I also would question the impact of the health insurance industry specifically on "interstate" commerce given that, to my understanding, most if not all states currently prohibit the purchasing of health insurance from another state. As a relatively young and healthy individual, if I chose not to participate in the health insurance market in Ohio, the average health risk of the pool would increase. But if I cannot legally buy insurance in, say, Colorado anyway, my decision not to participate has no effect on risks or premiums in Colorado at all.

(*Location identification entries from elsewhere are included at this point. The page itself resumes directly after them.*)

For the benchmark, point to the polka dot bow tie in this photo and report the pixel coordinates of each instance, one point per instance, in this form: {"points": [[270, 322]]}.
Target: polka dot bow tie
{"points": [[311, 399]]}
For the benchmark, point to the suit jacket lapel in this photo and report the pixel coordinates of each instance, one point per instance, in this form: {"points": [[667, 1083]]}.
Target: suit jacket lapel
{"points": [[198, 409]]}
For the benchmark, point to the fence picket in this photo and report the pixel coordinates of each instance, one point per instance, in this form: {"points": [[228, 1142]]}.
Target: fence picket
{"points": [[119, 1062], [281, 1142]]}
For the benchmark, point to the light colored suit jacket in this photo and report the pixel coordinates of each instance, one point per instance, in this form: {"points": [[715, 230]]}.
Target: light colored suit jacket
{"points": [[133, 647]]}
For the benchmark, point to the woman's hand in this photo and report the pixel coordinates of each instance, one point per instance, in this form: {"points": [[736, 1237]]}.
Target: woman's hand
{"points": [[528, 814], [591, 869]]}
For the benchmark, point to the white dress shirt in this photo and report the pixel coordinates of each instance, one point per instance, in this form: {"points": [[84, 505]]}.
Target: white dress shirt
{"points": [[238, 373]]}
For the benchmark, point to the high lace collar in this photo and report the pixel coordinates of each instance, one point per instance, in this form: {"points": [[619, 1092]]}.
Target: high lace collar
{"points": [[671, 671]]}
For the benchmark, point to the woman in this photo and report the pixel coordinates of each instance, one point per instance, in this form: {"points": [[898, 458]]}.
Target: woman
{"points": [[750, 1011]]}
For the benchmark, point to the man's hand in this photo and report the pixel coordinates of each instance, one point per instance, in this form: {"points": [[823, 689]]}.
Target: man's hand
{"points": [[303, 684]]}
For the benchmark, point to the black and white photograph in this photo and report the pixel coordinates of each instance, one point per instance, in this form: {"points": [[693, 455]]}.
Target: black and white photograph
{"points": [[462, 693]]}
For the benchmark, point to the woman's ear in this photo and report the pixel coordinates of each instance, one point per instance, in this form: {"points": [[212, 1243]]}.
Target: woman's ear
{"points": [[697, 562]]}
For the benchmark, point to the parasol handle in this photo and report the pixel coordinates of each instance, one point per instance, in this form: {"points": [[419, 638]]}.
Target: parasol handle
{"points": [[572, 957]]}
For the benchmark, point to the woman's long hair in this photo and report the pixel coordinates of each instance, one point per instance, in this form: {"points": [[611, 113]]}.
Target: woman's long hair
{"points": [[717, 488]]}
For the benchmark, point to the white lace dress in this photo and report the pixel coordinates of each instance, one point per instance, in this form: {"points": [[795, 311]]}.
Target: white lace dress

On the other hand, if the individual mandate is to be enforced through the IRS, I would agree that the Tax and Spending Clause seems to allow it. I suppose it could be seen as a general poll tax which can be avoided by showing the appropriate documentation, just as with any other tax credit.
The Professor dismisses the constituitional attack on the individual mandate too quickly. The individual madate is unique. The purchase of insurance can be tied to some privilege or license. Thus, liability insurance can be required as a condition to driving and malpractice insurance can be mandated as a condition to practiceing a profession. But what activity or privilege is the predicate for mandating the purchase of health insurance form a private insurer? Living in America? Breathing?
The infamous case of Wickard v Filburn, cited in the article by Ruth Marcus, does not support the constitutionality of the individual mandate. At least in that case, there was some economic activity to support the Supreme Court's decision that an Ohio farmer growing grain solely for his own consumption, had some marginal effect on the interstate price of grain. The Court did not, however, require Mr. Filburn to grow any wheat. In the case of Obamacare, however, Congress would be requiring individuals to purchase insurance. It is one thing to regulate economic activity. It is quite another to compel activity in the first place so that Congress can impose regulations.
The legislation fares no better under the tax and spending clause. Although the individual mandate is to be administered under the tax code, it is not a tax (at least as presently structured). The example of Social Security, mentioned by Marcus, only highlights its difference with the individual mandate. Social Security is a tax. The individual mandate is not. Furthermore, imposing a penalty, via the tax code, for the failure to purchase health insurance hardly fits the definition of a tax.
This points to an interesting irony in the ongoing health care debate. If Congress simply nationalized health care funded by a "health tax", such a scheme would probably pass constitutional muster under the tax and spending clause. By attempting to go only half way, the current legislation is open to atack.
As Scott wrote, there is a huge difference between regulating an industry and compelling individual citizens to purchase goods or services offered by that industry. The constituionality of the former does not justify the totalitarianism of the latter.
If the citizens are not to be required to purchase basic healthcare coverage plans or insurance against catastrophic medical conditions, should the hospitals and emergency facilities be required to treat them if they cannot pay the going rate for any services they seek?
Dan,
Of course hospitals and emergency facilities should not have to treat people who can't pay for the services. Just like people can't go into McDonald's and demand a cheeseburger if they can't pay for it or go into Best Buy and demand a hi-def TV if they have no way to pay for it, people have no right to medical treatment they can't pay for. In fact, I think there is a much better case for the unconstitutionality of laws that require hospitals to treat patients, see U.S. Const. amend XIII, than for laws that impose the individual mandate, which I would agree that under the post-1937 application of the constitution are constitutional.